Corporate accelerators - just "innovation theatre"?


So suggested serial entrepreneur Steve Blank, at the Imperial College Business School inaugural symposium on corporate and industrial accelerators. Hosted in London earlier this month, this day-long event brought together corporate practitioners, consultants and academics to discuss corporate innovation models, best practice and lessons learnt from the field.

A wealth of global blue chip companies were represented, including Airbus, EDF, IBM, P&G, Rolls Royce, Shell, Swisscom and Unilever. A combination of Imperial's business and design engineering school academics led the very stimulating discussions, exploring new innovation models and probing for the creation of transformative value. Despite a number of engaging conversations and presentations, at the end of the day, it seemed to me that both were a little thin on the ground.


Founder of the lean start-up movement, Steve Blank, appearing via Skype, live from the West Coast, seemed to summarise this sentiment. "Corporate accelerators and venturing", he suggested, "bring people together, they have fun, put on a good show, but nothing much changes. That's why I call it innovation theatre". This view was in some ways supported by renowned corporate innovation expert and author Dan Toma, who noted that 65% of corporate accelerators deliver an ROI between 0 and 1%.


An overly harsh or perhaps cynical view one might argue, but maybe there is another way to assess the benefit of corporate accelerators.

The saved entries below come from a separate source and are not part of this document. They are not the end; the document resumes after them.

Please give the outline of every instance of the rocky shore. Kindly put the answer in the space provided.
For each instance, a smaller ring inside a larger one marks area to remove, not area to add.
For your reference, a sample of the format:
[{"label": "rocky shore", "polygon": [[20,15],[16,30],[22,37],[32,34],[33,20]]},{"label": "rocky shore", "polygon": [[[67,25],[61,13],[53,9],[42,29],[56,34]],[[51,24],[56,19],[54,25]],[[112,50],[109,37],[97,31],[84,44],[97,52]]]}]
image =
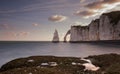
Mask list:
[{"label": "rocky shore", "polygon": [[4,64],[0,74],[120,74],[120,55],[31,56]]}]

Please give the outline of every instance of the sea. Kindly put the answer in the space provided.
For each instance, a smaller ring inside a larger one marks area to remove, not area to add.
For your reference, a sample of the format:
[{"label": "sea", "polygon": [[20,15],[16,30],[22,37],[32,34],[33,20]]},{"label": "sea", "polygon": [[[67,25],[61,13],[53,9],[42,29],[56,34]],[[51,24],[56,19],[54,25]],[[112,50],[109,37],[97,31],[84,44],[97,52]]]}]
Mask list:
[{"label": "sea", "polygon": [[109,53],[120,54],[120,44],[3,41],[0,42],[0,66],[29,56],[87,57]]}]

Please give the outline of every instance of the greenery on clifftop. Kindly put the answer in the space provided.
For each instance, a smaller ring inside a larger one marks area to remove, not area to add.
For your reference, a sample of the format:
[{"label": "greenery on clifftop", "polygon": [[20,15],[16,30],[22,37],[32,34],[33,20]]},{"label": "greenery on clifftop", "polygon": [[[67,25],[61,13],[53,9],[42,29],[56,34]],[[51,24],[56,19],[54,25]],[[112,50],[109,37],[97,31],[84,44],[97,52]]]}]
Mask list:
[{"label": "greenery on clifftop", "polygon": [[[120,55],[105,54],[88,56],[98,71],[84,71],[84,66],[74,63],[87,63],[75,57],[32,56],[19,58],[4,64],[0,74],[120,74]],[[41,63],[56,62],[56,66]],[[72,64],[73,63],[73,64]]]}]

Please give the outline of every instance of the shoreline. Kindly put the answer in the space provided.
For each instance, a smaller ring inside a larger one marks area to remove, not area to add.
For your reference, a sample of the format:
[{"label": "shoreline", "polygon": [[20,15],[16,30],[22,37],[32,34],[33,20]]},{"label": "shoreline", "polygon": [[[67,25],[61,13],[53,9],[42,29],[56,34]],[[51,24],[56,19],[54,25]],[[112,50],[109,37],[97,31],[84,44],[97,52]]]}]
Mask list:
[{"label": "shoreline", "polygon": [[120,40],[70,41],[71,43],[119,43]]},{"label": "shoreline", "polygon": [[[0,42],[52,42],[52,41],[0,41]],[[59,41],[64,43],[88,43],[88,42],[120,42],[120,40],[91,40],[91,41]],[[54,42],[53,42],[54,43]]]},{"label": "shoreline", "polygon": [[[83,59],[83,60],[82,60]],[[113,60],[114,59],[114,60]],[[90,64],[91,62],[92,64]],[[120,54],[90,55],[88,57],[30,56],[17,58],[4,64],[0,74],[115,74],[120,73]],[[88,69],[85,65],[95,69]],[[117,69],[116,69],[117,68]],[[87,70],[86,70],[87,69]],[[26,70],[26,71],[25,71]],[[35,70],[35,71],[34,71]],[[92,71],[93,70],[93,71]],[[94,71],[95,70],[95,71]]]}]

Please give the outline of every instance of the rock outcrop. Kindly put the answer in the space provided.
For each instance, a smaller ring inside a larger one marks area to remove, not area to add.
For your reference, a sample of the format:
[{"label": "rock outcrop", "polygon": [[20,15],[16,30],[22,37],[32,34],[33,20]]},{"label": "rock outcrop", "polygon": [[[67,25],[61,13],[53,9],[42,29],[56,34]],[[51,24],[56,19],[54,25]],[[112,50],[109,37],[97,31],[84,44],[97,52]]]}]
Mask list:
[{"label": "rock outcrop", "polygon": [[59,42],[58,31],[55,29],[54,36],[52,42]]},{"label": "rock outcrop", "polygon": [[88,26],[71,26],[69,34],[71,42],[120,40],[120,11],[104,13]]},{"label": "rock outcrop", "polygon": [[67,33],[66,33],[66,35],[65,35],[65,37],[64,37],[64,42],[66,42],[67,40],[66,40],[66,38],[67,38],[67,35],[69,35],[71,32],[70,32],[70,30],[68,30],[67,31]]}]

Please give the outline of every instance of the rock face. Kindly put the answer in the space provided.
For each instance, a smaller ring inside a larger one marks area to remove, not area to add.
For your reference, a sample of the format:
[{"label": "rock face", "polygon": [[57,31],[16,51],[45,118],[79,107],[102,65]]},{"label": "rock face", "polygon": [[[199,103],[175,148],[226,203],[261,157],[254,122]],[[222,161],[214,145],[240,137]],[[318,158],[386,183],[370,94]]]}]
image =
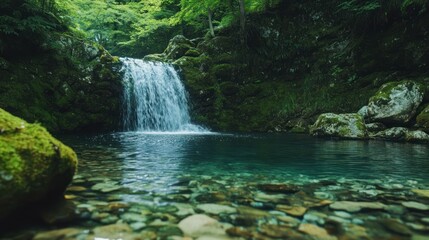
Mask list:
[{"label": "rock face", "polygon": [[0,109],[0,219],[18,207],[62,197],[76,154],[38,124]]},{"label": "rock face", "polygon": [[365,138],[367,130],[363,117],[356,113],[324,113],[310,128],[313,136]]},{"label": "rock face", "polygon": [[7,69],[0,68],[0,107],[49,131],[117,129],[122,94],[118,58],[67,34],[52,33],[45,42],[37,57],[6,59]]},{"label": "rock face", "polygon": [[416,143],[429,142],[429,134],[420,130],[410,131],[404,127],[389,128],[374,134],[373,137],[393,141],[407,141]]},{"label": "rock face", "polygon": [[417,116],[417,125],[429,133],[429,105]]},{"label": "rock face", "polygon": [[415,116],[417,108],[422,103],[423,95],[423,87],[413,81],[384,84],[370,98],[366,117],[372,122],[408,123]]}]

We heard from a number of practitioners about how their innovation programmes engaged and excited their employees. At a time when attracting, motivating and retaining high quality talent is such a challenge, this is not a meaningless outcome.

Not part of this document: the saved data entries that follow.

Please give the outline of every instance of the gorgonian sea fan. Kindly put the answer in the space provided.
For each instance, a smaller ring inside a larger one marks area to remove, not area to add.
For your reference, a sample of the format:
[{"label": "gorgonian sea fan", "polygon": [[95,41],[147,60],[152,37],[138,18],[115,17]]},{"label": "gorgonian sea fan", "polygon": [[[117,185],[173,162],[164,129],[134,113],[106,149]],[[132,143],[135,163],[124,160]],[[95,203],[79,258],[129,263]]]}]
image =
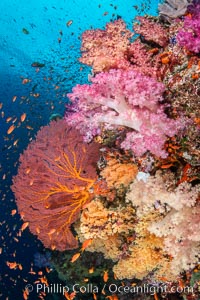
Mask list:
[{"label": "gorgonian sea fan", "polygon": [[12,190],[23,220],[45,247],[78,247],[70,226],[92,198],[98,155],[98,144],[84,143],[79,131],[59,120],[42,127],[20,156]]},{"label": "gorgonian sea fan", "polygon": [[164,113],[164,84],[137,71],[110,70],[91,78],[91,85],[77,85],[68,94],[65,119],[91,141],[102,128],[130,129],[121,144],[140,156],[147,150],[166,156],[167,136],[176,134],[179,123]]}]

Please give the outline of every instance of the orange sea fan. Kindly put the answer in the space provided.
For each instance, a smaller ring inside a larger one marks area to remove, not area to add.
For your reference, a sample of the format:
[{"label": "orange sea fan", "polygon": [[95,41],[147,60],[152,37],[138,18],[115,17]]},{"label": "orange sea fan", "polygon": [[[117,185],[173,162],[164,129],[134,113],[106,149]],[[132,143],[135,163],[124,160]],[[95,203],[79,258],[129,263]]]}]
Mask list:
[{"label": "orange sea fan", "polygon": [[65,121],[42,127],[20,156],[13,178],[19,213],[45,247],[78,247],[71,232],[82,207],[92,198],[99,145],[86,144]]}]

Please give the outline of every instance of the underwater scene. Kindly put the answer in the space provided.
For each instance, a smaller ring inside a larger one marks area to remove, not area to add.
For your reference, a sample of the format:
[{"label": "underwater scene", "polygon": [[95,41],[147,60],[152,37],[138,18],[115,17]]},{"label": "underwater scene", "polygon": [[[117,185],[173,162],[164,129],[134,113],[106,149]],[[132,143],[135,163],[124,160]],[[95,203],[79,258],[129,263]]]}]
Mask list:
[{"label": "underwater scene", "polygon": [[0,9],[0,299],[200,300],[200,0]]}]

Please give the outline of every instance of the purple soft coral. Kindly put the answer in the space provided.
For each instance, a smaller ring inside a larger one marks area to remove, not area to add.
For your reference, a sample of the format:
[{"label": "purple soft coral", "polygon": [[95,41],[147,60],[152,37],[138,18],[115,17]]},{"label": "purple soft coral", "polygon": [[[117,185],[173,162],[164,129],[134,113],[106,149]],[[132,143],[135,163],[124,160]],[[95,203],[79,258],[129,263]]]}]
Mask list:
[{"label": "purple soft coral", "polygon": [[[192,16],[185,17],[183,29],[177,34],[177,41],[180,46],[194,53],[200,52],[200,4],[194,6]],[[191,9],[191,8],[190,8]]]},{"label": "purple soft coral", "polygon": [[[75,126],[89,142],[102,128],[130,128],[121,144],[136,155],[147,150],[166,156],[166,135],[173,136],[177,122],[164,113],[164,84],[136,71],[110,70],[91,79],[91,85],[77,85],[68,94],[75,112],[66,113],[68,124]],[[77,102],[78,99],[78,102]]]}]

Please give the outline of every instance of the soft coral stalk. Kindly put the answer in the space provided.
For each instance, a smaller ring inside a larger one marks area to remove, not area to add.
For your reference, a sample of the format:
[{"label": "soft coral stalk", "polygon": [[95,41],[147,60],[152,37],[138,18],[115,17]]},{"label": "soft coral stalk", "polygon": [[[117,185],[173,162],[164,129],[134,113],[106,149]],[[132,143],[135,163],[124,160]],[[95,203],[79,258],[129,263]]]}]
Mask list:
[{"label": "soft coral stalk", "polygon": [[91,81],[91,85],[77,85],[68,94],[75,112],[66,111],[67,122],[76,126],[86,141],[100,134],[102,128],[128,127],[122,148],[136,155],[149,150],[165,157],[162,148],[166,135],[177,132],[177,123],[167,117],[160,103],[164,85],[136,71],[123,70],[99,73]]}]

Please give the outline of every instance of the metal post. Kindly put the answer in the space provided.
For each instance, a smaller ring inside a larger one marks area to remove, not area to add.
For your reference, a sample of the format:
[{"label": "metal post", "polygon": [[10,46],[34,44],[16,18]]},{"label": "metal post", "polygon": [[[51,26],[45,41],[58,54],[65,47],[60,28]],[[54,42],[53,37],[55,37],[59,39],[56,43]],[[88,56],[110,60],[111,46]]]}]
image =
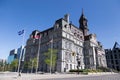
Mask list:
[{"label": "metal post", "polygon": [[39,35],[36,74],[37,74],[37,71],[38,71],[38,65],[39,65],[40,44],[41,44],[41,37],[40,37],[40,35]]},{"label": "metal post", "polygon": [[53,37],[51,40],[51,54],[50,54],[50,73],[52,73],[52,48],[53,48]]},{"label": "metal post", "polygon": [[[24,37],[25,37],[25,31],[22,36],[22,46],[24,45]],[[18,63],[18,76],[21,76],[20,65],[21,65],[21,56],[22,56],[22,46],[20,51],[19,63]]]}]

The academics went on to help us define the meaning of innovation in this context, namely: "The discovery of new customers for new propositions". They also laid out the theory of corporate accelerators, detailing a number of potential roles they can play for large established organisations, including:

  1. Reducing uncertainty

  2. Providing a pathway for "intrapreneurs"

  3. The ability to innovate around the core ("proximal bets")

  4. The identification of new markets ("distant bets")









Practitioners also shared some of their own insights into what made their various programmes more successful:

  1. The importance of acting as "an enabler" for new ideas. Don't judge too soon. Early on, it is very hard to assess the likely success of a new innovation; the least likely to be able to do so are senior management of the parent company. This led to one organisation banning the concept of pitching, "especially as there is a bias towards Americans who are better at BS!"

  2. "People over ideas and talent over tools."

  3. Secure strong C-level support, ensuring access to talent, time and financial resources.

  4. External collaboration and co-creation with others can be very powerful

  5. Just challenging the core business model of the parent company creates value in itself

  6. True entrepreneurs are "MAD" - mission addicted deviants - handle with care!

Inevitably perhaps, much of the discussion during the day focused on the challenges that corporates face in generating genuine innovation internally. There was wide recognition that there is a fundamental incompatibility between corporate and start-up culture – it is practically impossible for the two to co-exist inside the same organisation. Therefore, how you structure an accelerator, where it sits relative to the parent company, will often determine the level of success achieved.


Others focused on the more operational challenges, from setting the right mandate, securing funding, to what to do with their people after their involvement in the accelerator experience. Many mentioned the challenge of "state of the ark" vs. "state of the art", with one practitioner noting "we are rarely short of IP or technology, but we tend to be very short on new business models".


Towards the end of the day, as the search for hard evidence of transformational change and significant new value created by corporate accelerators seemed hard to find, Nick Gregg of leading venture builder Blenheim Chalcot observed, "If you really want to innovate and create new value, it is best to partner externally."